Crystallization in pharmaceutical materials: I. Cross-nucleation between polymorphs. II. Solubility of crystalline drugs in polymers

This thesis work studied two problems in the crystallization of pharmaceutical substances: (i) cross-nucleation between polymorphs and (ii) solubility of crystalline drugs in polymers. Cross-nucleation between polymorphs is the nucleation of a new polymorph on an existing and growing polymorph. It is important to the control of polymorphism and to the basic understanding of crystal nucleation. This phenomenon has been studied in D-mannitol (sometimes containing polyvinylpyrrolidone to slow down crystallization) in spontaneous and seeded crystallization.

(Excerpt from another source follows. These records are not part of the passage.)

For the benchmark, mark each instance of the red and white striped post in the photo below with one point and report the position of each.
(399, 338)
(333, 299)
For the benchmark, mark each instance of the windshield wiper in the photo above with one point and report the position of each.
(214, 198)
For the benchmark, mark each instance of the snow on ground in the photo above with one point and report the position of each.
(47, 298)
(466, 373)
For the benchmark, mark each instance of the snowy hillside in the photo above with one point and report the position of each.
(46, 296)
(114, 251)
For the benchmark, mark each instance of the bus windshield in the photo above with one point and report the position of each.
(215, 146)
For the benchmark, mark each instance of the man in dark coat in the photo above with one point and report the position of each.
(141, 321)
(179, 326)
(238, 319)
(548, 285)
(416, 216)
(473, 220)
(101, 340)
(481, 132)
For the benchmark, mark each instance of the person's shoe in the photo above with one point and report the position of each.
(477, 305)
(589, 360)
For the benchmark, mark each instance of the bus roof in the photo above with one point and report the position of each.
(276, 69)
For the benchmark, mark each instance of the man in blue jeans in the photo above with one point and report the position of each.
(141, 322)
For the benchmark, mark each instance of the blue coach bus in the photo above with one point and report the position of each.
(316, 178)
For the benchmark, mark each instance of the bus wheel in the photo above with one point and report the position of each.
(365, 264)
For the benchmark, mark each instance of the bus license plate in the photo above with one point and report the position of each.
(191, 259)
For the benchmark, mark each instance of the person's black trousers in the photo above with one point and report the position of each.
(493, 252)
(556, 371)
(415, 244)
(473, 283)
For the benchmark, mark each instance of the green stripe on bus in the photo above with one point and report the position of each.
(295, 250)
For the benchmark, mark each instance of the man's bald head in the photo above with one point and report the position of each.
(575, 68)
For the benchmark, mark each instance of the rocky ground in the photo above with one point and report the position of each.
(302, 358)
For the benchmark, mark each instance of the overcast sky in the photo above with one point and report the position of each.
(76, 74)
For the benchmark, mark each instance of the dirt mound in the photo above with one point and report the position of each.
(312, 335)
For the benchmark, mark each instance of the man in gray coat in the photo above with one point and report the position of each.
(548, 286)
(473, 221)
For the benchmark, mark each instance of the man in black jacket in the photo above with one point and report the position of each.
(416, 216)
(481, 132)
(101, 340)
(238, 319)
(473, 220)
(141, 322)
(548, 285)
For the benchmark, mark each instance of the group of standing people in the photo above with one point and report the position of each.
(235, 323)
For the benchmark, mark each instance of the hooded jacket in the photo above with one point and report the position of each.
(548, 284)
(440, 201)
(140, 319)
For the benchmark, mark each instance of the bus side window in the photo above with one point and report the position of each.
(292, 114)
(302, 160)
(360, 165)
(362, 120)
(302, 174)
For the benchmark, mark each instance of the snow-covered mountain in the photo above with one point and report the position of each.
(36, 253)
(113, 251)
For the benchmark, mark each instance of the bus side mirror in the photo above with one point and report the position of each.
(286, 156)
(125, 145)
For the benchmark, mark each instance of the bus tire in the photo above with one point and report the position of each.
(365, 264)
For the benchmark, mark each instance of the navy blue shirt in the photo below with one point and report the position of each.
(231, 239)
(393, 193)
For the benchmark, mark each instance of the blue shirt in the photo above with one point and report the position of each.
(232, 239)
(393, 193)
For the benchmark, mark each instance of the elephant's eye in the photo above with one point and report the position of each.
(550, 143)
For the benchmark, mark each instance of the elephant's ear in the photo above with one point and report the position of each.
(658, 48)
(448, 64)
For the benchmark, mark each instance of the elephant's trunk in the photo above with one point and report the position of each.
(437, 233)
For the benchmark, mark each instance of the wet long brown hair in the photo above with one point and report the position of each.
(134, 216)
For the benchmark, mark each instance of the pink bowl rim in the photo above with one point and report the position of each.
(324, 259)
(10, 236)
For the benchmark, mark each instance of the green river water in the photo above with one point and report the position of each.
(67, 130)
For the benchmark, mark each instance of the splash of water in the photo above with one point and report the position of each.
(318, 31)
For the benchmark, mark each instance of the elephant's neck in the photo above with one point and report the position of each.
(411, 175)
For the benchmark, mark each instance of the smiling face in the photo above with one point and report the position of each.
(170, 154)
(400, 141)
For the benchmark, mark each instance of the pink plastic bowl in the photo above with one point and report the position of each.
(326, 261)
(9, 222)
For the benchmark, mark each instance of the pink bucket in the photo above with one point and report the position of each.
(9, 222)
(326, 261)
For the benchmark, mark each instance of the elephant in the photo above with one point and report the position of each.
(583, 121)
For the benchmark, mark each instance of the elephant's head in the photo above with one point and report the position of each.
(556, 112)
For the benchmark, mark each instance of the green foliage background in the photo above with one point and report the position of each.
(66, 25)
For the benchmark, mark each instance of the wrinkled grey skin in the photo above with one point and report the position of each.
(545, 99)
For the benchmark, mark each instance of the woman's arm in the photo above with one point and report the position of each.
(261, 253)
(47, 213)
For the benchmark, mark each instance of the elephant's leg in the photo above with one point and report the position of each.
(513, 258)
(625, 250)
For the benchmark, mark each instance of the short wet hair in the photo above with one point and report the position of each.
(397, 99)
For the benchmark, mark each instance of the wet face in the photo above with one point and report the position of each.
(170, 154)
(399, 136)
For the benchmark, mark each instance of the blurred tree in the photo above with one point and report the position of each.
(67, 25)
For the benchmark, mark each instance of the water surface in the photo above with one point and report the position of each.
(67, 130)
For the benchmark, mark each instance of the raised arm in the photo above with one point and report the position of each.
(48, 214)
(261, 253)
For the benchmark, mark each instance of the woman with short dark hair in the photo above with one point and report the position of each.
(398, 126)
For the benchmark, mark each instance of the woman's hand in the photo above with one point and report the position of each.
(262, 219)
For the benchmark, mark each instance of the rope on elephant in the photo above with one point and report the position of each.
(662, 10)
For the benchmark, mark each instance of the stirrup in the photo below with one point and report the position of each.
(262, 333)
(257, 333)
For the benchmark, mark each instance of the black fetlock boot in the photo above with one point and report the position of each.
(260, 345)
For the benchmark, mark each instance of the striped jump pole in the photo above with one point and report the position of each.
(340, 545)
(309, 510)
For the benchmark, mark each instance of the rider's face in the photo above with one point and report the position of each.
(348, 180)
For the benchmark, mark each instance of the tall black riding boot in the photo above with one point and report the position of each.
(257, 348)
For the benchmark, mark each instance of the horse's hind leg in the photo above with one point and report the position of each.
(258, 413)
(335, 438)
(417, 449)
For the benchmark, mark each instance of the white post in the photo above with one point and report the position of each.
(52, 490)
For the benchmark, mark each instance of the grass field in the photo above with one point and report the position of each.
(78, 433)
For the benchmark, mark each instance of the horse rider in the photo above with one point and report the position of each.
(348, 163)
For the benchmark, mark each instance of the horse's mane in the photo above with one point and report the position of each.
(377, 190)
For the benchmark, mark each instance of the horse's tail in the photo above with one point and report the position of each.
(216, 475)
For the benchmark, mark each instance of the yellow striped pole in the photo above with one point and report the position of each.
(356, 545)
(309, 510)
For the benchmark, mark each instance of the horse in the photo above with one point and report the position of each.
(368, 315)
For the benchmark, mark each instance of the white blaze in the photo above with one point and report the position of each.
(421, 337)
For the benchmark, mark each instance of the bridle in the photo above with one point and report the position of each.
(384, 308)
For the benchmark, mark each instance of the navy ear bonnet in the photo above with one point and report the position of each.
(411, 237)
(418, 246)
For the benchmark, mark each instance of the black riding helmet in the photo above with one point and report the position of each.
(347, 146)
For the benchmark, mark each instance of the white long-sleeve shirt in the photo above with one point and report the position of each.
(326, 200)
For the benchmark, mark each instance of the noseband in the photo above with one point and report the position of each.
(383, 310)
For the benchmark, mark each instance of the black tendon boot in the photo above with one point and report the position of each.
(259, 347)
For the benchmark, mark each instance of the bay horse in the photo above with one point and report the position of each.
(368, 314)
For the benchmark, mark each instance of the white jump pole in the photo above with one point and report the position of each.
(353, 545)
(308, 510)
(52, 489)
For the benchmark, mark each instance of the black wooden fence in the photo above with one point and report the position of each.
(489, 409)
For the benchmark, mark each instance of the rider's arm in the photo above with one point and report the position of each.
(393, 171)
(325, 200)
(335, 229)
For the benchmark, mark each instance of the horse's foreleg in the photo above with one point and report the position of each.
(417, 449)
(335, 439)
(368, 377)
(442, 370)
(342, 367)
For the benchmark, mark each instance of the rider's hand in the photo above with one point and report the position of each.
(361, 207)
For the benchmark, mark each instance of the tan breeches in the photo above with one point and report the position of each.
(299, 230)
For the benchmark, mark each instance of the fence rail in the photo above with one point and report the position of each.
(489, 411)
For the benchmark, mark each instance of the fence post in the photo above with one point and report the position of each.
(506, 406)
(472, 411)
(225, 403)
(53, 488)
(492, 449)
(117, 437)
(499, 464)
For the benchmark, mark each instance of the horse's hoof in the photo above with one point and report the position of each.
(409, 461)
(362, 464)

The polymorphic outcome of a seeded crystallization depends on the seed polymorph, temperature, relative growth rates of polymorphs, and the crystallographic orientation of the seeds. The cross-nucleation process observed in spontaneous crystallization follows Poisson statistics. The dependence of the cross-nucleation rate on liquid thickness shows that the process occurs at the growth front of the initial polymorph, unaffected by container surfaces.;The solubility of crystalline drugs in polymers defines the maximal drug loading without the risk of crystallization and indicates the driving force for an amorphous drug to crystallize from its solid dispersion in a polymer matrix. This property is difficult to measure because the high viscosity of polymers makes achieving solubility equilibrium difficult. Two methods based on Differential Scanning Calorimetry (DSC) have been developed for measuring this property. The scanning method detects the dissolution endpoint of an intimate mixture of drug/polymer during slow heating. The scanning method holds a drug/polymer mixture for effectively as long as possible near the dissolution endpoint to ensure phase equilibrium and rescans the mixture to detect any undissolved crystals. The annealing method increases the likelihood of achieving phase equilibria and extends the temperature range of measurement closer to Tg. The methods were used to obtain, for the first time, the solubilities of crystalline D-mannitol, indomethacin, and nifedipine in polymers near the glass transition temperature. The solubilities have been compared in polymers of different structures, molecular weights, and hydrophilicity. The methods have the potential of providing useful data for designing physically stable formulations of amorphous drugs.